Page World – A Dungeon World hack by Brian Holland

Page World – A Dungeon World hack by Brian Holland

Page World – A Dungeon World hack by Brian Holland

“Live like real people. Get a small party; those that feel the need to be free… take quests as they come… Never be under the heel of nobody ever again.” Find a Party. Find a Quest. Keep Adventuring!

Tabletop Terrors: Learn to Play D&D talks about creating a mission statement for your design goals, and that has really helped me with this. The mission statement for this project was “I want to create a one-page fantasy questing game using Dungeon World rules, that feels like Firefly.”

I built this because some friends wanted to “play a fantasy version of Firefly”. I love Firefly and Dungeon World, but didn’t want to make a bunch of classes or moves, so I attempted to abstract everything down as much as possible.

This is version 1.0 and we’ll be playing tonight. Any and all feedback will be most happily received (even if you tell me it’s crap!).

https://docs.google.com/document/d/1xRkWar4b4Rlg7Gz50vUps9QnQEWb_O73aVJZYFDsM1I/edit?usp=sharing

10 thoughts on “Page World – A Dungeon World hack by Brian Holland”

  1. Thanks, I’ll definitely take a look at Skycutters. Joe Banner can you post a link. I’m watching Out of Gas right now (my favoriute episode) because I wanted to hear exactly what Mal said to Zoe when he first showed her the ship.

    Also, I made it “Page World” instead of “Firefly World” because I want it to be more versatile. You can change the description text, the quest givers and the rewards and make it feel like anything you want… Star Trek, Star Wars, Leverage. A few very simple changes to make it feel different.

  2. Skycutters looks awesome! I’m reading it right now (and watching Ariel, my second favorite episode, which also just happens to be the next episode on the disc lol)

  3. Thanks Colin Kierans. Yeah, without classes, moves and stats I feel that’s the only way I could handle it. Stats (Descriptors) and classes (Roles) do exist, but at a much more abstracted level.

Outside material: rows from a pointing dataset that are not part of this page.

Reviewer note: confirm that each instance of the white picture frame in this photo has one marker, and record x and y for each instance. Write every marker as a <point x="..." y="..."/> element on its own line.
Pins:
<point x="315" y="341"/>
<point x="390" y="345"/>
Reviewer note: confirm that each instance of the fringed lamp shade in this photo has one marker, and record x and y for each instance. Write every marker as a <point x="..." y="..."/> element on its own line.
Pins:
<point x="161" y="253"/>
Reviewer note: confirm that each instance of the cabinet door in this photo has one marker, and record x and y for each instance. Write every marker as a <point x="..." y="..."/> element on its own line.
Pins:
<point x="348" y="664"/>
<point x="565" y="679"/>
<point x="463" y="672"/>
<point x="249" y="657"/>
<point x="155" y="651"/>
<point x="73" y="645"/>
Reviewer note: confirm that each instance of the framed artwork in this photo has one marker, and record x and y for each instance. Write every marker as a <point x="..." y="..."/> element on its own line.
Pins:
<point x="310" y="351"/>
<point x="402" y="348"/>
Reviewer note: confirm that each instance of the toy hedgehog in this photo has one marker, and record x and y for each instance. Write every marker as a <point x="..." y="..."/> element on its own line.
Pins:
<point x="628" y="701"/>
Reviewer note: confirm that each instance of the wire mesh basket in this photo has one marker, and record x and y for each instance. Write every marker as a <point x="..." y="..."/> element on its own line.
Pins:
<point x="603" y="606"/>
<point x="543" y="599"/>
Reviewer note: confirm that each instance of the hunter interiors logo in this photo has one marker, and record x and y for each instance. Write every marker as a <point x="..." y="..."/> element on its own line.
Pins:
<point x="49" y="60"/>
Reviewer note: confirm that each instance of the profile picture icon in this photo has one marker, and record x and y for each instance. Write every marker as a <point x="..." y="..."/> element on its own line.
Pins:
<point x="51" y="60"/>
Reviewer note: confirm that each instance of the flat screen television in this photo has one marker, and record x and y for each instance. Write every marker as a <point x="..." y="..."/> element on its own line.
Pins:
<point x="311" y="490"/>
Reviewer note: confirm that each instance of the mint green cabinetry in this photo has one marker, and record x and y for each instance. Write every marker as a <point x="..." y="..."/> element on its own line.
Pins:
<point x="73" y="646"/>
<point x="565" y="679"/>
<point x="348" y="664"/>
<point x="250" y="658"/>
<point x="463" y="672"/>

    So your character get bonuses for acting in ways that those things apply towards, but get a -1 for acting in ways totally unfamiliar to them: a Strong Orc Healer would get + 1 to healing, or a + 2 to breaking through a gate. But she’ll get a -1 if she tries to seduce a merchant.

    There are two things I’ll be tweaking when we play tonight:

    1) I want to find a better racial skill for the Dwarf

    2) Without XP the Bonds are very different than DW. I’ve written Bonds as giving a + 1 forward, but I may end up doing something sightly different with it. My thoughts are a bonus d4 (so that it’s easy to track; you either have one or you don’t) that you can add to any single roll. You can only have one at a time, once you use it it’s gone, and you have to decide to use it before you roll your 2d6.

    These are some things I’ll talk about with my friends tonight.